A Walmart spokesman said the company made the shift to simplify delivery requirements for suppliers who handle both food and slower-moving general merchandise products like electronics, hardware and apparel. The new rules had narrowed the on-time window for food and consumables like baby products and pet supplies to one day, compared with two days for general merchandise. Suppliers of food and sundries now have a “1-day early option,” according to the memo.
“We’re simply allowing the carrier to deliver a day earlier,” Bratspies said in the memo.
Taking a Toll
Walmart said the early-shipment option wasn’t related to the continuing trucker shortage, as it only applied to some of its distribution centers. Still, the capacity crunch is taking a toll.
One consultant who works with small and medium-sized Walmart suppliers said trucks to pick up clients’ orders are typically arriving two or three days late, prompting a flurry of emails and conference calls between vendors and Walmart’s transportation and replenishment managers.
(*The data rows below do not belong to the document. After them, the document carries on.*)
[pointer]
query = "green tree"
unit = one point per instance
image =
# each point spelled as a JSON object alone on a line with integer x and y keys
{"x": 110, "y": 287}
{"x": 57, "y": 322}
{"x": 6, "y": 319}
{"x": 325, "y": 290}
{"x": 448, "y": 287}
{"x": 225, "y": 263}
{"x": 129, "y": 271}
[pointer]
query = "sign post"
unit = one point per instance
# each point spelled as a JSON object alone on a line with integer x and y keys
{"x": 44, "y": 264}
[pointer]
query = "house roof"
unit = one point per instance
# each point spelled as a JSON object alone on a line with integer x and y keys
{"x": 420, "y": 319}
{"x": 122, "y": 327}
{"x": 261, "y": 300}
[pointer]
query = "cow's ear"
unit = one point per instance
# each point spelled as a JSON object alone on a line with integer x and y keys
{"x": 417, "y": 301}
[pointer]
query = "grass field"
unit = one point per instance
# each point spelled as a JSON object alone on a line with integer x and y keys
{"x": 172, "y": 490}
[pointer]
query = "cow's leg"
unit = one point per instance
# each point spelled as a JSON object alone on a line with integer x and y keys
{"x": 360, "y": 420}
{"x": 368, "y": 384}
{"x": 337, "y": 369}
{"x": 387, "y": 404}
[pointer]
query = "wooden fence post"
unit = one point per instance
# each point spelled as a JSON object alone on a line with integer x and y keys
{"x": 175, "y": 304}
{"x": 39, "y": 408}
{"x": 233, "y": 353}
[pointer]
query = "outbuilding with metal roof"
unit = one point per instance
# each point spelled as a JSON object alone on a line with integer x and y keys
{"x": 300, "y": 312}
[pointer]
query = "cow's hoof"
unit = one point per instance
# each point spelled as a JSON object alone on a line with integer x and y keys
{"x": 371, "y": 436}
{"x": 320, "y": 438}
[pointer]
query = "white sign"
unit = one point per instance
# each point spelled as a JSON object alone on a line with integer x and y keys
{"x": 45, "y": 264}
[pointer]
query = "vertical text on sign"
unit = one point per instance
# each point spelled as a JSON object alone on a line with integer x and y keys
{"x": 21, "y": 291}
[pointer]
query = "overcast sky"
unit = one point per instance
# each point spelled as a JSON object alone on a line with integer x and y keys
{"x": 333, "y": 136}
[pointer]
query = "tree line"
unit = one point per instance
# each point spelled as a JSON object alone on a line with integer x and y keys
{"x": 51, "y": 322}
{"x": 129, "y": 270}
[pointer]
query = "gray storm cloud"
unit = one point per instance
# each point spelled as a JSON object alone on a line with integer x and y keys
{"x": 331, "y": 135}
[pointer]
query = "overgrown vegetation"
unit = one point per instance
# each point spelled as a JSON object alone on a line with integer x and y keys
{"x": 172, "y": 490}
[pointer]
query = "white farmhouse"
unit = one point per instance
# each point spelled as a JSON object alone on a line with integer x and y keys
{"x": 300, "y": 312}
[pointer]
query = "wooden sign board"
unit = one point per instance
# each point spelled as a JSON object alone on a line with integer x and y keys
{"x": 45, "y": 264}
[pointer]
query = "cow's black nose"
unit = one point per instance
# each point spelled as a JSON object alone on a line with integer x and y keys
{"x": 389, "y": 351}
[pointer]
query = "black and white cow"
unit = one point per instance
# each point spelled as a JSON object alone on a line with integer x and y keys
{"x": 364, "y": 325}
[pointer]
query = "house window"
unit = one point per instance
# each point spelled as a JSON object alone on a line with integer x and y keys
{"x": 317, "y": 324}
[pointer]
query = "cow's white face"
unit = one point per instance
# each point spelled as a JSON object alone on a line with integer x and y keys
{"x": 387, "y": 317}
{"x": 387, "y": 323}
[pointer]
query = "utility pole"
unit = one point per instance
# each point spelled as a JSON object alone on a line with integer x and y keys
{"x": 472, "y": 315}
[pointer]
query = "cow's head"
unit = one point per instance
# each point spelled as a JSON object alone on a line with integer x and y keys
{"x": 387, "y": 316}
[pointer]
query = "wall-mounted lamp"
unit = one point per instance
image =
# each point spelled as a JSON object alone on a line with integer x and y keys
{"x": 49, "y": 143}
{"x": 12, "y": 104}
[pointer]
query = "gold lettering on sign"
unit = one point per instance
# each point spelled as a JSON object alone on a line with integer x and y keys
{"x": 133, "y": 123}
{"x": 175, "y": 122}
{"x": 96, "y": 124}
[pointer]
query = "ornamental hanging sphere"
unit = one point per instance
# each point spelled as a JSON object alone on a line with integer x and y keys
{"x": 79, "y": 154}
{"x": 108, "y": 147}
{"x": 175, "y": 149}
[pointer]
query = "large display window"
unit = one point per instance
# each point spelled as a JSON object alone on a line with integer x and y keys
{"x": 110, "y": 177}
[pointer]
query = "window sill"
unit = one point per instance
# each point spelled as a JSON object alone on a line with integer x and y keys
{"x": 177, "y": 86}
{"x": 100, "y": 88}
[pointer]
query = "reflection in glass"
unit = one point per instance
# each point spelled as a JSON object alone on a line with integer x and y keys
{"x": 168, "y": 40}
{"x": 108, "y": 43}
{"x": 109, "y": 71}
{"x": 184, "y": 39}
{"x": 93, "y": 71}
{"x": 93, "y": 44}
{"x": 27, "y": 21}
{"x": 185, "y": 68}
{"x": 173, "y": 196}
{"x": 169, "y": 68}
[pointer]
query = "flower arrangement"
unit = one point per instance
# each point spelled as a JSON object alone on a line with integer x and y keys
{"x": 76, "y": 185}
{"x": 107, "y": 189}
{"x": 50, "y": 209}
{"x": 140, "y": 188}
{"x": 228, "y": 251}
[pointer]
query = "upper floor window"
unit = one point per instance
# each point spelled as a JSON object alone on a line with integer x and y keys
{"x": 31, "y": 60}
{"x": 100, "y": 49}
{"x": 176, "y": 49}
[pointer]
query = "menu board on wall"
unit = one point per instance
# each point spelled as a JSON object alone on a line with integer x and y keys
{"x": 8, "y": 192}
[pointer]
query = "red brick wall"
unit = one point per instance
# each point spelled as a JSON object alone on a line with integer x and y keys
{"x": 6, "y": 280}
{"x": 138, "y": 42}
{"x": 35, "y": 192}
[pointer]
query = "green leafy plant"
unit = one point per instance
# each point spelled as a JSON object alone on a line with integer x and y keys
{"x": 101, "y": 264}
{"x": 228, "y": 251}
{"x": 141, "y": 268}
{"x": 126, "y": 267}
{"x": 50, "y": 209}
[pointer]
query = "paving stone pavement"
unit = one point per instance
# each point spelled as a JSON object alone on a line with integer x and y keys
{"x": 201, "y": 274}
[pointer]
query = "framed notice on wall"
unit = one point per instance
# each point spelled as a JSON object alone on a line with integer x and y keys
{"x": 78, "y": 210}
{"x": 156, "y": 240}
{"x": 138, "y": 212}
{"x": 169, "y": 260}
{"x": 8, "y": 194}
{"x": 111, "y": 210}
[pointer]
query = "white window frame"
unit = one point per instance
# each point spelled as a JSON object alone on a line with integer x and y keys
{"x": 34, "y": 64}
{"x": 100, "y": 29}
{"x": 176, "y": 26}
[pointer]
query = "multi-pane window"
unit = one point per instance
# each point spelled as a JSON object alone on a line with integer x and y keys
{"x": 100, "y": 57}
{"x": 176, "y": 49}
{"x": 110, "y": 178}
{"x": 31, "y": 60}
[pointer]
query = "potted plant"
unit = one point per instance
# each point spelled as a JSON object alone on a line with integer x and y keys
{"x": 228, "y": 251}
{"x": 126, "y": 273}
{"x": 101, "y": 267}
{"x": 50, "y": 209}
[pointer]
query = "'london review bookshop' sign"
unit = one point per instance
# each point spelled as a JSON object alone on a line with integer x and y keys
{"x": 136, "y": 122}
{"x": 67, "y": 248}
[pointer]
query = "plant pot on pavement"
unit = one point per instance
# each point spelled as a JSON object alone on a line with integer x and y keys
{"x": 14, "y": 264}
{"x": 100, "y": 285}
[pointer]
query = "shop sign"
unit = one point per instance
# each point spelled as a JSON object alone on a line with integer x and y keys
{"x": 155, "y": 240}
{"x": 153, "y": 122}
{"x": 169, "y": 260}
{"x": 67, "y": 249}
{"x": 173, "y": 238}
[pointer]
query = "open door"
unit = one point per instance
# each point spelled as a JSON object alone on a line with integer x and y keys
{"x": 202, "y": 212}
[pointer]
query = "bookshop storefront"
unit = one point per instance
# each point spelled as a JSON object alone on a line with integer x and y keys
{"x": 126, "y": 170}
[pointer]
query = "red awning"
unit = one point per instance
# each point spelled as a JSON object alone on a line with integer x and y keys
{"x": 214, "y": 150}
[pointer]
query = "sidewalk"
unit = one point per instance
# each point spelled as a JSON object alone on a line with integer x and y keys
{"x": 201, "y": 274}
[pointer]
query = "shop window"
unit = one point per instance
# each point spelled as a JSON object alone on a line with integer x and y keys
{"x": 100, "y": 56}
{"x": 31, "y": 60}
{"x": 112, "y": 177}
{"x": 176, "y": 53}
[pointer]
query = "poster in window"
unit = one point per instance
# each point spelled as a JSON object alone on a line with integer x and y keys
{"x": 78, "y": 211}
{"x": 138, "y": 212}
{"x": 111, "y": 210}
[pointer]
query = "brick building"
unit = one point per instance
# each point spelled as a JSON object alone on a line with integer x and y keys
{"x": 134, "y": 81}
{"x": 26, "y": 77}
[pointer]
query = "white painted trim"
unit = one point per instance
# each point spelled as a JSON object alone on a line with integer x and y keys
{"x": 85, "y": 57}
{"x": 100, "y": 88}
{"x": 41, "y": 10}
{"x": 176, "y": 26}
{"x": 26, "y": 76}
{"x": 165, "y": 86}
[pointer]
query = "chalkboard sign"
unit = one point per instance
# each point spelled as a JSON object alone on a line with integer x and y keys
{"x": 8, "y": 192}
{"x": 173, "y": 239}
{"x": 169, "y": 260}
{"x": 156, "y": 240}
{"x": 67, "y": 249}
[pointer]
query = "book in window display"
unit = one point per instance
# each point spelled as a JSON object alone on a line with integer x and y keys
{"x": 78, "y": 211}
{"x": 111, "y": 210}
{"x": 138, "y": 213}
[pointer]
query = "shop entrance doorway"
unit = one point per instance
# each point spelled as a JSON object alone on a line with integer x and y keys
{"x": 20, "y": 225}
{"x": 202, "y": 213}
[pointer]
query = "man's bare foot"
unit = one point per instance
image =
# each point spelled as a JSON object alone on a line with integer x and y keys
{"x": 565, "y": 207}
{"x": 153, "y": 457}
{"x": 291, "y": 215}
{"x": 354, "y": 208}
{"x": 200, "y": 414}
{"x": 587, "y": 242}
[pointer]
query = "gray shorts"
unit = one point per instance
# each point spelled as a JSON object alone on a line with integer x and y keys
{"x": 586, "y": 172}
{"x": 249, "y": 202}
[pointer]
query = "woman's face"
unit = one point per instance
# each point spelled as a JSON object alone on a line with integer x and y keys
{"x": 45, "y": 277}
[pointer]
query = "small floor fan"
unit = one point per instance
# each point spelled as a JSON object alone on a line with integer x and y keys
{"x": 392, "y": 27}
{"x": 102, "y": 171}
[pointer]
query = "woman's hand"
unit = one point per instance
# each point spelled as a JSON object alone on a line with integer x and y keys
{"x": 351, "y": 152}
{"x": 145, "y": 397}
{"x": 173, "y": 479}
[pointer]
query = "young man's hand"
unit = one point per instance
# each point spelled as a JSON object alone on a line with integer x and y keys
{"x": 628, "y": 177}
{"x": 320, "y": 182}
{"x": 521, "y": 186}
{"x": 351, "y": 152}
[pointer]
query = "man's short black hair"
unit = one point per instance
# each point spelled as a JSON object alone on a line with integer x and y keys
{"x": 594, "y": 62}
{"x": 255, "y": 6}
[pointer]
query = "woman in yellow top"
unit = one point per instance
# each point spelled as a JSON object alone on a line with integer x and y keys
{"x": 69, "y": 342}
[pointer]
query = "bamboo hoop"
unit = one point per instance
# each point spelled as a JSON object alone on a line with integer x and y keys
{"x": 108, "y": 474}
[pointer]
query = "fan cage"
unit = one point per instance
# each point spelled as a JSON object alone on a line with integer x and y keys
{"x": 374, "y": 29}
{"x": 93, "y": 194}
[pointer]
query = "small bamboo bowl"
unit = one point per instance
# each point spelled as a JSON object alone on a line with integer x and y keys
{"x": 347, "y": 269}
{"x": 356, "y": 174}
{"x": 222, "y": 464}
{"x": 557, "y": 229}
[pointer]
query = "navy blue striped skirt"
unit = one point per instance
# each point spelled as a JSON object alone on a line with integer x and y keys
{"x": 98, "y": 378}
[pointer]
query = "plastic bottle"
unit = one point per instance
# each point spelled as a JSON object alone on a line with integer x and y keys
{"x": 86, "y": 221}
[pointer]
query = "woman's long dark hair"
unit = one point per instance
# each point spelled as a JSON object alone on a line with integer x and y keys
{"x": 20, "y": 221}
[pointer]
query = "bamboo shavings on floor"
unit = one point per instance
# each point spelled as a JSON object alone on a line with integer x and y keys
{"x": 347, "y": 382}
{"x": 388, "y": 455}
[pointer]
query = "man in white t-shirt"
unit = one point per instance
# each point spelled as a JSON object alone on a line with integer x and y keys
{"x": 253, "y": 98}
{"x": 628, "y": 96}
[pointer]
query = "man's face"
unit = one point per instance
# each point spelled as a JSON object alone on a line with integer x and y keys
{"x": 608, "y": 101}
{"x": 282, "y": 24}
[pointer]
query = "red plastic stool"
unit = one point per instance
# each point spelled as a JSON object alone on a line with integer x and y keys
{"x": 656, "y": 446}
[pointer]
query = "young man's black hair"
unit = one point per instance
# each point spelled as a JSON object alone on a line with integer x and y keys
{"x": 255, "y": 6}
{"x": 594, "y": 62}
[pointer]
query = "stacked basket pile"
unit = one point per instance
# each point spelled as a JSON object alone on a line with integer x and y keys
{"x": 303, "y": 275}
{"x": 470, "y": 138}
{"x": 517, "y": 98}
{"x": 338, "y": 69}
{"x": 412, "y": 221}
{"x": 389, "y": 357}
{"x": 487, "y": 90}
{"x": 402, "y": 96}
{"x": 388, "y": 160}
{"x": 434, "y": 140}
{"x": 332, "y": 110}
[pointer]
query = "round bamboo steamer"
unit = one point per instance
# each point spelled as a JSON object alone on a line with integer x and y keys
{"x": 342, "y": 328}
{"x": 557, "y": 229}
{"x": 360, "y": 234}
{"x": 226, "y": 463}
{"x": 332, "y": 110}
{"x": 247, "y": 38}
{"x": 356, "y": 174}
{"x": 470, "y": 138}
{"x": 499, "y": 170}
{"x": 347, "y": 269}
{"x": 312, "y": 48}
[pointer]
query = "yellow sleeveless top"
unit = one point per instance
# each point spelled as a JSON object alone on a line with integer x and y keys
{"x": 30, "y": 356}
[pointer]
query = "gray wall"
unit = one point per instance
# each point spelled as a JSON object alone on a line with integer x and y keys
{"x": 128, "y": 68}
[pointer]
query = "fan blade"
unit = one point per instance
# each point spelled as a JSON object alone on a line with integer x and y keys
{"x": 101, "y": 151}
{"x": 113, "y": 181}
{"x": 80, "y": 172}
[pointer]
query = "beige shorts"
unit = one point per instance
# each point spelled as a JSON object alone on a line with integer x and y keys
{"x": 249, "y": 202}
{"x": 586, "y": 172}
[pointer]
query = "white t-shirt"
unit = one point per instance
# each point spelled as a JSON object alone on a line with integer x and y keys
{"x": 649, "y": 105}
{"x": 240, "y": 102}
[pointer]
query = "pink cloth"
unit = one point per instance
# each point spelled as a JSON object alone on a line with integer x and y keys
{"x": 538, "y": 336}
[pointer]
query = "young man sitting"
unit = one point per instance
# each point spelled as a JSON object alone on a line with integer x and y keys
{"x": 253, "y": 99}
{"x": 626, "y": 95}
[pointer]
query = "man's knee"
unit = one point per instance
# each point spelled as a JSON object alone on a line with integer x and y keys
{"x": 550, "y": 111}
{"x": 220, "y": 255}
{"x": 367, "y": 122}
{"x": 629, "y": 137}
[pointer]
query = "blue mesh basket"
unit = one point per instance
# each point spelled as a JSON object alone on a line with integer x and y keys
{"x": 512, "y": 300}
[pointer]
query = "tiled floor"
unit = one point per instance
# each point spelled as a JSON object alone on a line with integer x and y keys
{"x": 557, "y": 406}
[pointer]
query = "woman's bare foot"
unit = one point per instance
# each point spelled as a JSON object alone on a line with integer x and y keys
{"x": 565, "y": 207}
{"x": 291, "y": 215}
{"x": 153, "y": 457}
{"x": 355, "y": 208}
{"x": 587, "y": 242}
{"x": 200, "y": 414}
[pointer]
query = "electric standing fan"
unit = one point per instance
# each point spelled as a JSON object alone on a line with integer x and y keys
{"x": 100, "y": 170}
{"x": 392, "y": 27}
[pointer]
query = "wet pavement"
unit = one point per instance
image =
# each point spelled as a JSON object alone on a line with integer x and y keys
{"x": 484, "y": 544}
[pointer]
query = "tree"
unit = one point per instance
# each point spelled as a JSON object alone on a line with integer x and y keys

When trucks do show up, there’s sometimes not enough space in the trailer for all the goods, said the consultant, who asked not to be named as the discussions with Walmart are private. Walmart works with more than 100,000 suppliers, and the larger ones are better equipped to deal with transportation shortages, which affect all retailers and consumer-product companies.
There Aren’t Enough Truckers, and That’s Pinching U.S. Profits
Walmart executives have said that higher prices to move goods weighed on its profit margins in the fourth quarter. And the problem has worsened in recent months as new federal regulations requiring most big rigs to record driver hours with electronic logging devices took effect. Surging demand and rough weather have also contributed to push trucking spot rates up 27% in the year through April 6, according to Truckstop.com.
“It’s a perfect storm, and I think it will keep raging for a bit,” Kevin Hill, founder of transportation data provider CarrierLists, said.